Let $f(z)= \sum_{n=0}^{\infty}a_nz^n$ be an entire function. If $\sum_{n=-1}^{\infty}b_nz^n$ is the Laurent series of $\frac{f(z+1)}{z}$ centered on $z=0,$ show that $$b_n = \sum_{k=n+1}^{\infty}\binom{k}{n+1}a_k, n \ge -1.$$
$\frac{f(z+1)}{z} = \sum_{n=-1}^{\infty}b_nz^n \to f(z+1) =\sum_{n=-1}^{\infty}b_nz^{n+1}$
I don't know what to do.
Thanks in advance for any help.
By the binomial theorem, $$(1+z)^k=\sum_{n=0}^k\binom kn z^n\overset{\color{blue}*}=\sum_{n=0}^\infty \binom kn z^n$$.

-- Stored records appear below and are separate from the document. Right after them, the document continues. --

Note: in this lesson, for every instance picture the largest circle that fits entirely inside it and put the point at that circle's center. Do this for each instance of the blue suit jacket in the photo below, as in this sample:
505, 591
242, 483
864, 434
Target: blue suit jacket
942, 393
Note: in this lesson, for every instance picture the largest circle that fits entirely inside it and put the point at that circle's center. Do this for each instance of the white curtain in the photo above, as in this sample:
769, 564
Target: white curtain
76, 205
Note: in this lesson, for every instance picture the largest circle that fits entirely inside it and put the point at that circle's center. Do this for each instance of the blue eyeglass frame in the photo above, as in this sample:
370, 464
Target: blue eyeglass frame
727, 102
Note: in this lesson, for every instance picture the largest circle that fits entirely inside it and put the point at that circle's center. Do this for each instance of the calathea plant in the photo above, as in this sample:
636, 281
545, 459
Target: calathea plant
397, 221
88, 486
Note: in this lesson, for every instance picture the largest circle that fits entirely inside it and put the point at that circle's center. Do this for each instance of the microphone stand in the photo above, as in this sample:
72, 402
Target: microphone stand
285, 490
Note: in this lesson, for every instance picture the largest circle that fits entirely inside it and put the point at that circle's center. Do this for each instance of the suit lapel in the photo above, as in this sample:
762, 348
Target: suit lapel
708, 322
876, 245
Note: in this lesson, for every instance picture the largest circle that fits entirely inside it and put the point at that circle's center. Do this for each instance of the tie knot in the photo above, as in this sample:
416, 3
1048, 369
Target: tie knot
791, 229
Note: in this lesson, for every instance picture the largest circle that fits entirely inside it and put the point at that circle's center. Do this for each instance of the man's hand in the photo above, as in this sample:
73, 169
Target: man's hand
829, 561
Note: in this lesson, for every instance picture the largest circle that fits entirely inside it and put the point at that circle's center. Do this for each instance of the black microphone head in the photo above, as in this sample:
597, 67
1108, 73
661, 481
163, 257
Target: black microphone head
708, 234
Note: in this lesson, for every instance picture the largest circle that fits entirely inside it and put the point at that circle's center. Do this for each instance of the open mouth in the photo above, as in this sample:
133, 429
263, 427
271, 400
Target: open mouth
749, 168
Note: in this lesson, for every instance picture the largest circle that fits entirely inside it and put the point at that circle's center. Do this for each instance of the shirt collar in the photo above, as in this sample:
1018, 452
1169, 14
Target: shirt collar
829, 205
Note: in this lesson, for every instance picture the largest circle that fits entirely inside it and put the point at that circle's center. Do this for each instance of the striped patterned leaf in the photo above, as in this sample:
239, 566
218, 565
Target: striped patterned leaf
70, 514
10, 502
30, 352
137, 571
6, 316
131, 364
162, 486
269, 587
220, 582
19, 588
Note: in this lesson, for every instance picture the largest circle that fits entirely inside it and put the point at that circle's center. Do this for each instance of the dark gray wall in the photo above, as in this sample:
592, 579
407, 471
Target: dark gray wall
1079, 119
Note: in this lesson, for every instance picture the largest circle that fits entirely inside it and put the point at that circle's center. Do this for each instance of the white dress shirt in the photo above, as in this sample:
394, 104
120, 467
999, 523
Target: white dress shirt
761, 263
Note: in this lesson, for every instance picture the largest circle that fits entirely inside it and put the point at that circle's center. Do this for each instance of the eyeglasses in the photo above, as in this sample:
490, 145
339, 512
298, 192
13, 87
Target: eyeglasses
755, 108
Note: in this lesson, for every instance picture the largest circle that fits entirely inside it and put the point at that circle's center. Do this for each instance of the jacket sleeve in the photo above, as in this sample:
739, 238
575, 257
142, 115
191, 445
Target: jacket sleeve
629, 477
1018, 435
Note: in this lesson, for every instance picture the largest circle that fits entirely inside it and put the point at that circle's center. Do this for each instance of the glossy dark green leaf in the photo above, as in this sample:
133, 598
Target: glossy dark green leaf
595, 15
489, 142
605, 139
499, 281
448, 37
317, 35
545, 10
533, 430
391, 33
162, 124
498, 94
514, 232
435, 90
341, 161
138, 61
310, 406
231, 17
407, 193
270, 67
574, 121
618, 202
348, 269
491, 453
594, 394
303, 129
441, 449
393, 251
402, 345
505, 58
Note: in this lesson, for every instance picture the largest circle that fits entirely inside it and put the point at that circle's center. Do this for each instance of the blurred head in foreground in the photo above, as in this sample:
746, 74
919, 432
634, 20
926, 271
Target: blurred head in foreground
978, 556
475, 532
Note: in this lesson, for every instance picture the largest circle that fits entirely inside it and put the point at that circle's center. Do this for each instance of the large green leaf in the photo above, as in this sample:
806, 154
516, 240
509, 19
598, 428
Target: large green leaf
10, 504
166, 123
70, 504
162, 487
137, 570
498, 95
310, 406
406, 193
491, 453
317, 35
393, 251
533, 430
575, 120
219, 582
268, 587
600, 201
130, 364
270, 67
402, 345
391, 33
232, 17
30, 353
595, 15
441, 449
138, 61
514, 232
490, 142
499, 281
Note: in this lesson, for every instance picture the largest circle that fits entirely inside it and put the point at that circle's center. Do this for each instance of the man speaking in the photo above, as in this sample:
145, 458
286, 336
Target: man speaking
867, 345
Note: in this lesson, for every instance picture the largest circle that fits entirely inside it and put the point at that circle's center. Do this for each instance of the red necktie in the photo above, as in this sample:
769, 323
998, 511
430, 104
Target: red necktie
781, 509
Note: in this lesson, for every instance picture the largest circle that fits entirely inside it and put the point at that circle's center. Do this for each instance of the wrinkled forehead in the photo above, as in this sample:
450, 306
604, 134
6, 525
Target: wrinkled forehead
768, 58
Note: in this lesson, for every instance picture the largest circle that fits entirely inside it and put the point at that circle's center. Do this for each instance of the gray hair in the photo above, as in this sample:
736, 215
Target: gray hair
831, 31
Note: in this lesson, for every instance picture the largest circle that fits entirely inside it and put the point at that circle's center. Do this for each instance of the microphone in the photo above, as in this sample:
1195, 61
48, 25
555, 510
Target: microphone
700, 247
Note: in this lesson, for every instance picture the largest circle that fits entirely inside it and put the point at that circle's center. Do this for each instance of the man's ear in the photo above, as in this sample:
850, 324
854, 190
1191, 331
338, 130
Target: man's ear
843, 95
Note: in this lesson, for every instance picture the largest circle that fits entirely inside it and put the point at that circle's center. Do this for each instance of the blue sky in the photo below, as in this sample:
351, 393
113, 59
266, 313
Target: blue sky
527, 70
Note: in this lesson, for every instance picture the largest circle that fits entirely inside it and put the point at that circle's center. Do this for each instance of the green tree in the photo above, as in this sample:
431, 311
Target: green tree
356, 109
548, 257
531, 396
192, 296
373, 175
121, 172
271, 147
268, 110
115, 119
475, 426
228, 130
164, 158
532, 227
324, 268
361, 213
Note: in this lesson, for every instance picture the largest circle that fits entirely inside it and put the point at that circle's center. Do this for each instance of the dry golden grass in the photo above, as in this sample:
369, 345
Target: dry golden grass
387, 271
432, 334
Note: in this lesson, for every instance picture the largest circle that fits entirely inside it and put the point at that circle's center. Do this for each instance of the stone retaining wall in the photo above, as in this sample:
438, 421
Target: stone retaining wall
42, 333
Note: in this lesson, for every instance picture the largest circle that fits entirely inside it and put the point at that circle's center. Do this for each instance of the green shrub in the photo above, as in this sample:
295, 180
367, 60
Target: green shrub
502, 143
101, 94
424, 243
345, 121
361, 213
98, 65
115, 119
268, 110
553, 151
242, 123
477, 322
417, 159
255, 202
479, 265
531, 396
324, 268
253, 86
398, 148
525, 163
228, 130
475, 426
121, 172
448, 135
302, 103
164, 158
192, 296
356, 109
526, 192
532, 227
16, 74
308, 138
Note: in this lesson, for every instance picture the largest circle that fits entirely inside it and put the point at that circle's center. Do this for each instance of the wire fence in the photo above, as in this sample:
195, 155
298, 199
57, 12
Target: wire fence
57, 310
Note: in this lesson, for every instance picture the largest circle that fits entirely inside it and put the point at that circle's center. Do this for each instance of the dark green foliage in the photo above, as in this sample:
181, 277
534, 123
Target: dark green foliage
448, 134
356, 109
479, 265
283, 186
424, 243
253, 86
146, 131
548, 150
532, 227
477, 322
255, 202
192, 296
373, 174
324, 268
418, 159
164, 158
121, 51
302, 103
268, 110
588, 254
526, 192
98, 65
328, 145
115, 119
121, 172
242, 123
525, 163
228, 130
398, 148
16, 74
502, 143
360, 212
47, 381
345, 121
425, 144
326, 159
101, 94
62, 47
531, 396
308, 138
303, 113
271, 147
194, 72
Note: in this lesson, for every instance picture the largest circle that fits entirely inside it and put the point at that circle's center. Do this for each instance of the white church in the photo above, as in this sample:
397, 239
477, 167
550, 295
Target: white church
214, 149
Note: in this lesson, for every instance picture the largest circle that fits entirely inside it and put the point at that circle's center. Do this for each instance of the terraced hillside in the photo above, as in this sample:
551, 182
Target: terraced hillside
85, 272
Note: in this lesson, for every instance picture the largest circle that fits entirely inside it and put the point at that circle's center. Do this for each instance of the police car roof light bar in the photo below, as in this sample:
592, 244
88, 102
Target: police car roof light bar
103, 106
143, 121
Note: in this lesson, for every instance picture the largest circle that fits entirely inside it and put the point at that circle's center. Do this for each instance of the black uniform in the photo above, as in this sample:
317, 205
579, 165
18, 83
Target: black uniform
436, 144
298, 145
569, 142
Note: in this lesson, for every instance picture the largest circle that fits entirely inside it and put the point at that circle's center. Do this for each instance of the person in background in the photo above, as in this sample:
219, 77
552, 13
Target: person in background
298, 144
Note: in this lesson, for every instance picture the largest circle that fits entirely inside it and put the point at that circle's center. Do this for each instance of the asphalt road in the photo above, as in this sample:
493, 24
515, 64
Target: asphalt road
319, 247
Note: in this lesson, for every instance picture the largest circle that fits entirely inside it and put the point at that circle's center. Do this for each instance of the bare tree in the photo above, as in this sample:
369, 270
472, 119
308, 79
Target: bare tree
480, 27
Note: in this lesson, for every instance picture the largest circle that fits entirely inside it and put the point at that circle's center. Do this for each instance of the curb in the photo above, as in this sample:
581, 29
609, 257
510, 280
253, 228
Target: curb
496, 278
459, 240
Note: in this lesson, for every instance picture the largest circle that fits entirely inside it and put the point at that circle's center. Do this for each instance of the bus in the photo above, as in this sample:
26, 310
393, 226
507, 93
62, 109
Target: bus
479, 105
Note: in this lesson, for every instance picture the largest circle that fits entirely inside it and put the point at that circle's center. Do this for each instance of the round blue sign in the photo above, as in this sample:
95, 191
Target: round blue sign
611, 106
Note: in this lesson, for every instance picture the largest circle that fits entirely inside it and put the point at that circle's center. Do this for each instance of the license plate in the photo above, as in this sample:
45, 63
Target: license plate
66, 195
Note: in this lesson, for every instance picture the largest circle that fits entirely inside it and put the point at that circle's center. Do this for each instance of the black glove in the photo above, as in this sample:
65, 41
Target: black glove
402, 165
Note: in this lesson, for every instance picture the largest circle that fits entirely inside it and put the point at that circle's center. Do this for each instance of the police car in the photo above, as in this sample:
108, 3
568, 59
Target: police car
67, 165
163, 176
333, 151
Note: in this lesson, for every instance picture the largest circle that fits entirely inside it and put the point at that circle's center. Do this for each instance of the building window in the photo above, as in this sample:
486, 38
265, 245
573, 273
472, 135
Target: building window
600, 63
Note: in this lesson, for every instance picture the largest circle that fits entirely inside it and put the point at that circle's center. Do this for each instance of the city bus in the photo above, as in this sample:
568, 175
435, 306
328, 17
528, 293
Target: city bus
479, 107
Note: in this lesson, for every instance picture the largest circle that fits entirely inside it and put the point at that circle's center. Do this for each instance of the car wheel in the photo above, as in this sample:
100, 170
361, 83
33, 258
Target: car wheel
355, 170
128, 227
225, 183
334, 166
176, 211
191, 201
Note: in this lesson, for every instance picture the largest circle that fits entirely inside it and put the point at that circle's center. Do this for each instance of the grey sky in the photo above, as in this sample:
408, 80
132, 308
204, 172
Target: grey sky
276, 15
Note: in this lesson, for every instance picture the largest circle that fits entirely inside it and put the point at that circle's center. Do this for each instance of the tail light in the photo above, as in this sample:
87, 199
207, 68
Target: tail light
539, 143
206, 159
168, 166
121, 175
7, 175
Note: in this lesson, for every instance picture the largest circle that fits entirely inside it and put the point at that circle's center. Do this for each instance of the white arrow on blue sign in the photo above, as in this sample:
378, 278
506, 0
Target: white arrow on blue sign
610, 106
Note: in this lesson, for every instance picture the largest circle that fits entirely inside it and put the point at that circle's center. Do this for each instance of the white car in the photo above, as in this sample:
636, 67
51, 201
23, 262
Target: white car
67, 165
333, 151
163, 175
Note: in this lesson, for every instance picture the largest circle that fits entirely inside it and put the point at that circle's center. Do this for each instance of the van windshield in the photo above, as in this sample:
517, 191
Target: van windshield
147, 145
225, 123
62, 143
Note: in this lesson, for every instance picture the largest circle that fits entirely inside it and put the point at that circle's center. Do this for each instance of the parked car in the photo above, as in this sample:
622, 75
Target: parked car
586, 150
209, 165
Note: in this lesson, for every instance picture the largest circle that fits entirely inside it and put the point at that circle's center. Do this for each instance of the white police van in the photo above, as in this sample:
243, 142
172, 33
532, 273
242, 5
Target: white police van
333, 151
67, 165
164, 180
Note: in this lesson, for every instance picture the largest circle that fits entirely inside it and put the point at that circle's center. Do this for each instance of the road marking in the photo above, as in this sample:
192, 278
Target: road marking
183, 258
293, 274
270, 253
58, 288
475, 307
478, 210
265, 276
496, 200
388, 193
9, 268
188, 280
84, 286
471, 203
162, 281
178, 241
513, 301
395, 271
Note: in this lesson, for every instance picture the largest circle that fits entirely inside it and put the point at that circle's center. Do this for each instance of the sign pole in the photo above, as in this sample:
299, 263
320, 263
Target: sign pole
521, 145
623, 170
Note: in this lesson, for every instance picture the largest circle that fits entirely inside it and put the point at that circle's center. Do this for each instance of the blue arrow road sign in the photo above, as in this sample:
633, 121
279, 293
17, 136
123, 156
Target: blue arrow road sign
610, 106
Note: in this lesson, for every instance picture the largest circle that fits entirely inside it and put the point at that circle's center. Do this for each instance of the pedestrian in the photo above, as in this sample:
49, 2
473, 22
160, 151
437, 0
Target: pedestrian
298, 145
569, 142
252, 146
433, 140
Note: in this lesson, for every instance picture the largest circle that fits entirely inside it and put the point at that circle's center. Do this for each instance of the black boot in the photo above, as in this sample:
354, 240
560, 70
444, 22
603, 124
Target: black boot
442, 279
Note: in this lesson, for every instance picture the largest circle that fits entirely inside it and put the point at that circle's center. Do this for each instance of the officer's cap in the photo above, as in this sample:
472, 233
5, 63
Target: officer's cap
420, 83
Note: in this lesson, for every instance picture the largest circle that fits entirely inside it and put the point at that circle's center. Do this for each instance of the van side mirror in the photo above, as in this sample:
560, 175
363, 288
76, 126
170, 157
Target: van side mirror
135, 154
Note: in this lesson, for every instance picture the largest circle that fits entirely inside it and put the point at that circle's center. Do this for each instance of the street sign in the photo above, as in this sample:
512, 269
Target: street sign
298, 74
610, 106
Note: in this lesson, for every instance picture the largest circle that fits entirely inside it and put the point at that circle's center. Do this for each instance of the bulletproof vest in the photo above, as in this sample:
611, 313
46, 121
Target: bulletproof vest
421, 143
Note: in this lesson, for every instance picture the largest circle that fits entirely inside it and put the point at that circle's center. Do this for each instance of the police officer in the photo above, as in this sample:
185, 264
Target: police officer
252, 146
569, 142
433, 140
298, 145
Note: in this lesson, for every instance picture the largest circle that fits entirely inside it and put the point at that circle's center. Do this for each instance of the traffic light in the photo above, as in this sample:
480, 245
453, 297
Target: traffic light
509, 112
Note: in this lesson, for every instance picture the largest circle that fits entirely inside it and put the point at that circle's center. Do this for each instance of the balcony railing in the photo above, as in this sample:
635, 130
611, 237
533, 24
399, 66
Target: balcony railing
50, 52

So we get $$\dfrac {f(z+1)}z=\dfrac {\sum_{k\ge0}a_k(1+z)^k}z=\dfrac {\sum_{k\ge0}a_k(\sum_{n\ge0}\binom kn z^n)}z=\sum_k\sum_n a_k\binom kn z^{n-1}=\sum_n\sum_k a_k\binom kn z^{n-1}=\sum_{n=-1}^\infty \sum_{k\ge0}a_k\binom k{n+1}z^n\overset{\color{blue}*}=\sum_{n=-1}^\infty \sum_{k=n+1}^\infty a_k\binom k{n+1}z^n$$,
$\color {blue}*$ because of the convention that for $k\lt n$, we have $\binom kn=0$.